The contempt in the second sentence – from the Didascalia, or Teaching of the Apostles, compiled in the third century – is included in a list of types of sinners from whom the church refused to accept donations.

A bishop in A.D. 211 implied that it was inconsistent with being a prophet or other holy man to lend on usury, among other condemned practices.

Usury is the practice of charging interest on loans instead of being content with repayment of the principal, chiefly unjust and excessively high rates of interest, especially from borrowers without other access to credit.

There are many scriptural prohibitions on usury, including: Exodus 22:25, Leviticus 23:35, Deuteronomy 19:19, Ezekiel 18:8 and Ezekiel 22:12.

In Bible times, charging interest was heinous because any borrower was already poor, which meant his Jewish neighbor had a duty to help a brother Israelite instead of impoverishing him further.

Nehemiah 5 describes an example of God’s law being disobeyed. Ordinary Jews had to borrow at interest for the necessaries of life and taxes.

Eventually they were reduced to selling their children into slavery to pay their mortgages plus interest.

The importance of fraternity and help were uppermost in the mind of Clement of Alexandria, dean of the foremost Christian school in the A.D. 190s, who wrote in his “Stromata”: “The law prohibits a brother from taking usury: designating as a brother not only him who is born of the same parents, but also one of the same race and sentiments, and a participator in the same word; deeming it right not to take usury for money, but with open hands and heart to bestow on those who need.”

Clement continued, “For God, the author and dispenser of such grace, takes as suitable usury the most precious things to be found among men – mildness, gentleness, magnanimity, reputation, renown. … Those who have paid the penalty of protracted penury should not suffer a life-long punishment.”

Sometime between A.D. 222 and 247, the church father Origen described in his “Commentary on Psalm 4” the deleterious effect on usurers themselves.

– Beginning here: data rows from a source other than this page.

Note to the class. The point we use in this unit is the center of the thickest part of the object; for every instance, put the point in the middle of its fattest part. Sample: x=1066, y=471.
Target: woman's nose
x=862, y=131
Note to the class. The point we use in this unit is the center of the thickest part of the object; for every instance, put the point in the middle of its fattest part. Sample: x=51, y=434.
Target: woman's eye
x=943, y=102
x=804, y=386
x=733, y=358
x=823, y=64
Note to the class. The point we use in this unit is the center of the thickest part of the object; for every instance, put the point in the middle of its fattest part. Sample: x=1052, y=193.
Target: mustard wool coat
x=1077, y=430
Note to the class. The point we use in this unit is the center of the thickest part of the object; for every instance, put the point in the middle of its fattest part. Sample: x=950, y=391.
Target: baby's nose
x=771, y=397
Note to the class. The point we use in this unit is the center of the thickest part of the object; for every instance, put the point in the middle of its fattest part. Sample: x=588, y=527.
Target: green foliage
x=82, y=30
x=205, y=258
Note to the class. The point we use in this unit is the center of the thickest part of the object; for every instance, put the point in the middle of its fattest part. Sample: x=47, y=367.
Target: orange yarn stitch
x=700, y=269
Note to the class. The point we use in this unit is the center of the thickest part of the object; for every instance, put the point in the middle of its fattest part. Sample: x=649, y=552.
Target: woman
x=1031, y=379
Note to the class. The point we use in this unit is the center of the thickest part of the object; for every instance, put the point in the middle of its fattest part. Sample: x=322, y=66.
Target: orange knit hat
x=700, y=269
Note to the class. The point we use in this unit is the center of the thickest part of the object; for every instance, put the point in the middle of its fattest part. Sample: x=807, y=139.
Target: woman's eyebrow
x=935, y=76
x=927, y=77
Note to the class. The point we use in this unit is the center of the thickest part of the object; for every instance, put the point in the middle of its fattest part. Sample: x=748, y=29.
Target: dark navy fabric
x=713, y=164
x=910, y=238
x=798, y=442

“It is absurd to think that a holy man will be a money lender, opening banks in many nations, in town after town, distracted over payments and receipts, following a prohibited business,” he wrote.

Although not commenting specifically on usury, Jesus taught an anti-materialism inconsistent with it in Matthew 5:42 and Luke 6:34.

In “Against Marcion,” published in A.D. 213, Tertullian explained Christ’s sayings when discussing the compatibility of the Law of Moses with that of Christ. Tertullian explained why Christians are to abstain from usury.

“The first step was to eradicate the fruit of the money lent [usury], to more easily accustom a man to the loss, should it happen, of the money itself [principal], the interest of which he had learnt to lose. Now this, we affirm, was the function of the law as preparatory to the gospel,” he wrote.

Tertullian added, It was enlarged informing the faith of such as would lean, by gradual stages, for the perfect light of the Christian discipline, through the best precepts of which it was capable, inculcating a benevolence which as yet expressed itself but falteringly. … What else does he teach than that we should lend to those of whom we cannot receive again, inasmuch as he has imposed so great a loss on lending?”

In other words, foregoing interest is training for forgiving the entire debt.

Christ’s teaching to lend without thought of return of the capital (let alone interest) and to be unmotivated about acquisition of wealth (especially not at the expense of another person) are exercises in detaching oneself from materialism.

The common theme of the Jewish and Christian sentiments is this: Do not be greedy or consumed by making money, especially not on the backs of other people.

David W.T. Brattston is a retired jurist living in Lunenburg, Nova Scotia, Canada.